Virginia’s State Board of Elections (SBE) has withdrawn a controversial proposal for revising voter registration forms in the face of widespread criticism by election officials and the public.
As explained on the political web site Bearing Drift by Brian Schoeneman, former secretary of the Fairfax County Electoral Board, the proposal included “fundamental changes to the material omissions policies that are codified in Virginia law and that help to both prevent fraudulent voter registrations and to provide law enforcement with information they may need to prosecute registration fraud.”
The proposed changes would have eliminated the requirement that potential voters check boxes next to statements regarding their statuses as eligible American citizens and non-felons. Instead, they could simply sign a general statement at the bottom of the form attesting to their eligibility, saying that nothing disqualifies them from registering to vote.
SBE meetings are generally quiet affairs that draw little attention from the press or public, but last month’s meeting in Midlothian attracted a standing-room-only crowd and unrelentingly negative comments about the proposed changes in the form. Members of the General Assembly encouraged their constituents to attend the meeting and also to register their objections on line. (There were eventually 1,259 comments about the proposed regulatory changes.)
In an email message distributed to electoral boards and general registrars dated August 11, SBE chairman James Alcorn wrote: “As Chair of the Board, I have reviewed the public comments submitted regarding the voter registration application and associated regulations. (http://goo.gl/UqgvWg) In response to the substantive concerns raised, I am pulling the proposal from the Board’s September agenda.”

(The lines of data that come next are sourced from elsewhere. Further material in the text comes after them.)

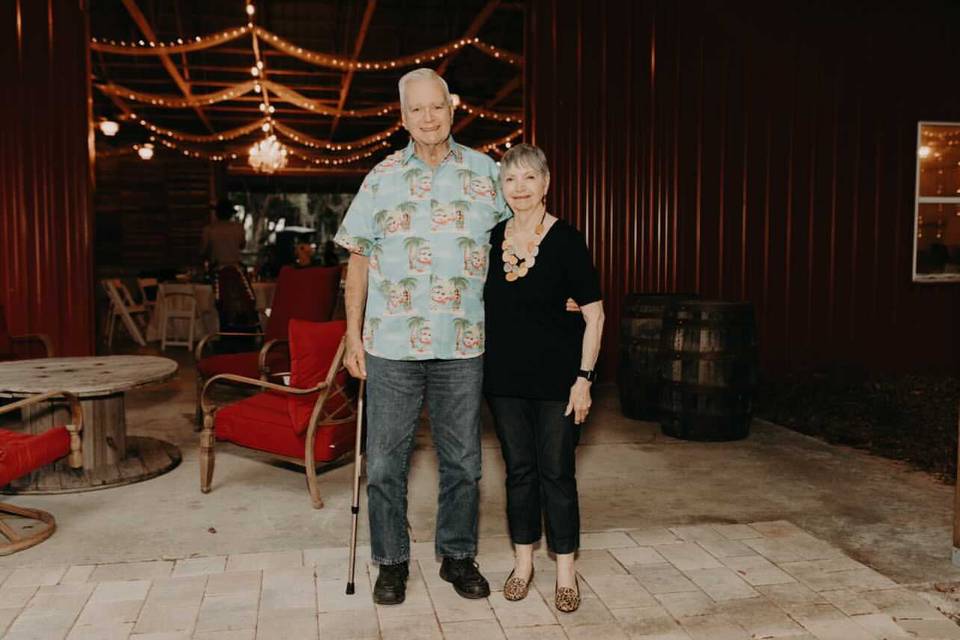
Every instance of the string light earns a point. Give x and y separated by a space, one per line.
178 102
109 128
316 143
288 95
428 55
231 134
142 48
267 155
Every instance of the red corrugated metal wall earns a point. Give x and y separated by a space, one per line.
46 223
753 151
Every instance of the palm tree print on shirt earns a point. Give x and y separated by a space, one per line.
421 338
418 182
469 336
449 217
446 295
419 256
399 295
395 220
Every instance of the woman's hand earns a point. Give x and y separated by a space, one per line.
580 401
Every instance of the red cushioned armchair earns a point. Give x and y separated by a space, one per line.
305 294
17 347
311 421
21 453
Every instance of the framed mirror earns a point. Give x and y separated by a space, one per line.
936 237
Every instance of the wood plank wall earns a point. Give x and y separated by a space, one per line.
150 214
753 151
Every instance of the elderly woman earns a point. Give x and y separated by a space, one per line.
539 367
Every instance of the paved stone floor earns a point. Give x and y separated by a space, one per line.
700 582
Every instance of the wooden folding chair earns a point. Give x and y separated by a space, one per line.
123 305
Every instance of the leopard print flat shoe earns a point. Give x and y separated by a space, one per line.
567 600
516 588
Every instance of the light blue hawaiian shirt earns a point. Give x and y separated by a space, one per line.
427 234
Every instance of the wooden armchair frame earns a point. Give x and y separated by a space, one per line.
345 413
15 541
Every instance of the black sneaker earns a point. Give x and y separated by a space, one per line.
391 586
465 576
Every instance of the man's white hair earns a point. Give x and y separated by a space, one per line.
422 73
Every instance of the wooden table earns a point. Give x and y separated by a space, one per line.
110 456
208 320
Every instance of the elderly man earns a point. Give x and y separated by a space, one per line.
418 232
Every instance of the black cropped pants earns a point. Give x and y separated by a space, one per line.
539 448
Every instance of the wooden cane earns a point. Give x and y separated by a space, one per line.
355 505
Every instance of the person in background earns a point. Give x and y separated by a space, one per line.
539 368
223 239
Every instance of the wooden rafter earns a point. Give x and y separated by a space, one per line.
505 91
118 102
357 48
472 31
183 55
171 68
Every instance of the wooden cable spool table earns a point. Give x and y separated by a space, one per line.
110 456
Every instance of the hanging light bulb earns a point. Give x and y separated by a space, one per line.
109 127
268 155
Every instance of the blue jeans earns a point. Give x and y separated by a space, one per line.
396 390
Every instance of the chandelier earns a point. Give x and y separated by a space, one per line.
268 155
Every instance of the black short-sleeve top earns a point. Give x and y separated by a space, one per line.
533 344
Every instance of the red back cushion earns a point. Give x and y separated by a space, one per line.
5 346
313 346
304 294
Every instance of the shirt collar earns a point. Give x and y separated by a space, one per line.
455 149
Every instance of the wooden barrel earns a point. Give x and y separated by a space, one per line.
709 370
638 378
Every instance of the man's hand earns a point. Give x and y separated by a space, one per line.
580 401
353 358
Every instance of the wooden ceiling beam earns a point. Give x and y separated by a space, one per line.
144 25
472 32
245 71
348 76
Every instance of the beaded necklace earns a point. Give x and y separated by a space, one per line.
514 266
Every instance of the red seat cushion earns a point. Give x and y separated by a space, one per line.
262 422
21 453
313 346
305 294
242 364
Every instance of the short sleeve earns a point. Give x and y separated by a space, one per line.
358 232
581 275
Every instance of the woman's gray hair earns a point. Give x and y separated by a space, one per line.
525 155
422 73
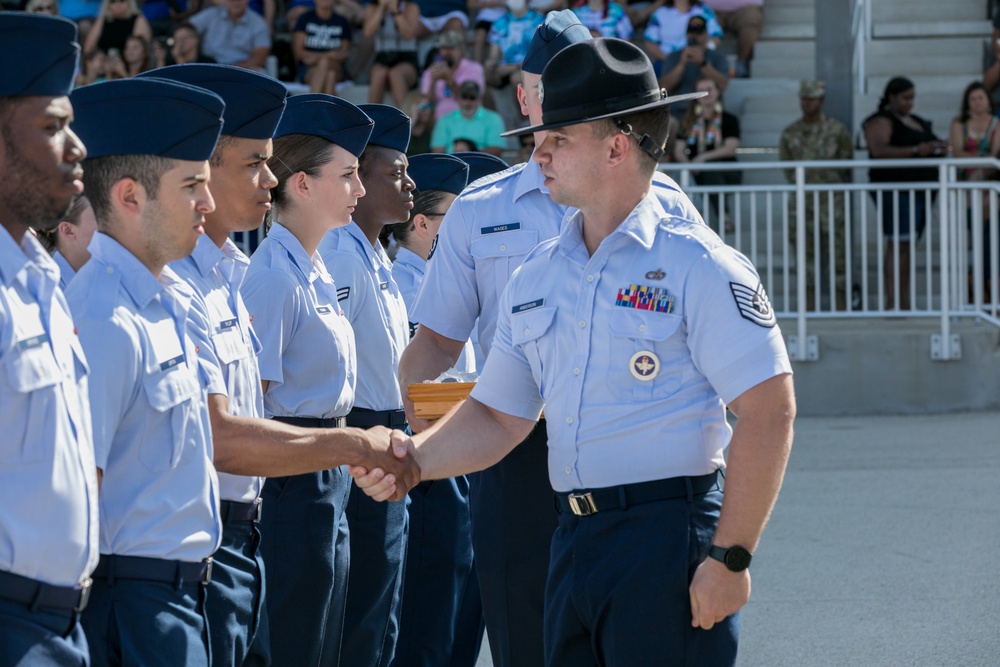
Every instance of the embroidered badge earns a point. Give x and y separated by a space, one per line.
643 297
644 366
527 306
753 304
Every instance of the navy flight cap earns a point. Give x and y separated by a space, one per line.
39 55
147 116
437 171
480 164
254 102
331 118
392 126
559 30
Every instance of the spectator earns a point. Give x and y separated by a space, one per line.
817 137
118 19
232 35
470 123
669 28
321 44
710 134
742 18
894 133
393 24
440 81
604 18
442 16
682 69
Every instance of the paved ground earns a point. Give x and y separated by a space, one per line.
884 548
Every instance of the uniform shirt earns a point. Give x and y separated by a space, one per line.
66 272
408 272
485 236
307 345
227 347
372 303
48 480
635 351
152 438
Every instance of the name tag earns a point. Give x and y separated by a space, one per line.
509 227
527 306
33 342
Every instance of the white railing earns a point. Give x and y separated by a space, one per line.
951 272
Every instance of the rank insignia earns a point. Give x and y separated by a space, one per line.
644 366
643 297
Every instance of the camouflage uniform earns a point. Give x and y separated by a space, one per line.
826 139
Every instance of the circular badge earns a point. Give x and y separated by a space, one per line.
644 366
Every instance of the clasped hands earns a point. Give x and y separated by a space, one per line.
389 469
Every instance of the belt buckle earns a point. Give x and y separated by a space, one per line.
85 587
582 504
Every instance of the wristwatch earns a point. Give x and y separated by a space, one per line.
735 558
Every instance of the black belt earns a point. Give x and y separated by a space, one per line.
592 501
365 418
314 422
176 572
240 512
38 594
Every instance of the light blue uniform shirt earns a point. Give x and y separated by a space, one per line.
48 479
66 271
307 345
634 352
485 235
408 272
152 437
372 303
227 348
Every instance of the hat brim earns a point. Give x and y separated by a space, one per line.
614 114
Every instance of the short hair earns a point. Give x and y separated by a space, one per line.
654 123
101 173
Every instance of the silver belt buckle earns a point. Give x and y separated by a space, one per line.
582 504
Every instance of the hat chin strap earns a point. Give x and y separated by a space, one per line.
645 142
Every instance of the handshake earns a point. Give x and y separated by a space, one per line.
388 467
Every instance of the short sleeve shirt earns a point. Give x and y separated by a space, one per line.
634 351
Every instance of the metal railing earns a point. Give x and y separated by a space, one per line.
785 229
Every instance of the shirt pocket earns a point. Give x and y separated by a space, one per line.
173 395
642 361
31 377
497 255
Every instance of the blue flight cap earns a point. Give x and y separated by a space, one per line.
392 126
331 118
39 55
481 164
254 102
437 171
147 116
559 30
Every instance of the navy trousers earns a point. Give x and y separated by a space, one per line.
40 638
299 531
618 588
234 601
513 518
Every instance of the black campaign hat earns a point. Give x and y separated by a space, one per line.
39 55
596 79
147 116
437 171
254 102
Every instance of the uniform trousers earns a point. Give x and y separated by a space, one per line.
438 567
306 565
512 524
43 637
234 601
618 590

The proposal, Alcorn explained, “needs substantive work before the Board can review any potential changes and this issue requires more time for proper analysis. I am asking staff of the Department of Elections to work in a collaborative fashion with the broader elections community to develop any future changes to the voter registration application and associated regulations.”
Alcorn also explained the scope of the problem that the Board was trying to address:
“Since 2011, Virginia general registrars have denied over 100,000 voter registration applications due to missing information. A person’s ability to register to vote should be judged on their legal qualifications and not on their ability to complete an administrative form.”
That problem, he said, “persists and we should work together to make it easier for all qualified Virginians to participate in the electoral process.”
Alcorn invited electoral board members and registrars to submit their “ideas about how to address this issue that affects too many Virginians.”
Finally, the SBE chairman indicated that the proposal will be studied further to determine what action should be taken, if any.
“To facilitate this discussion,” Alcorn said, “I am asking the Department of Elections to conduct an analysis on the rejection of voter registration forms; to provide findings to the Board at a future meeting; and to release the data and findings via the Department’s website so it is easily accessible to all stakeholders.”
Revisions to the voter registration application form and other types of forms are probably inevitable. For instance, the absentee ballot application, which has become particularly unwieldy as more and more excuses are approved by the General Assembly, will eventually need to be changed. This is even more likely as such documents gravitate to on-line rather than paper forms.
If this decision by the SBE to halt the revision of the voter registration form shows anything, it is that when citizens and public officials raise objections loudly and voluminously, those criticisms are heard and heeded.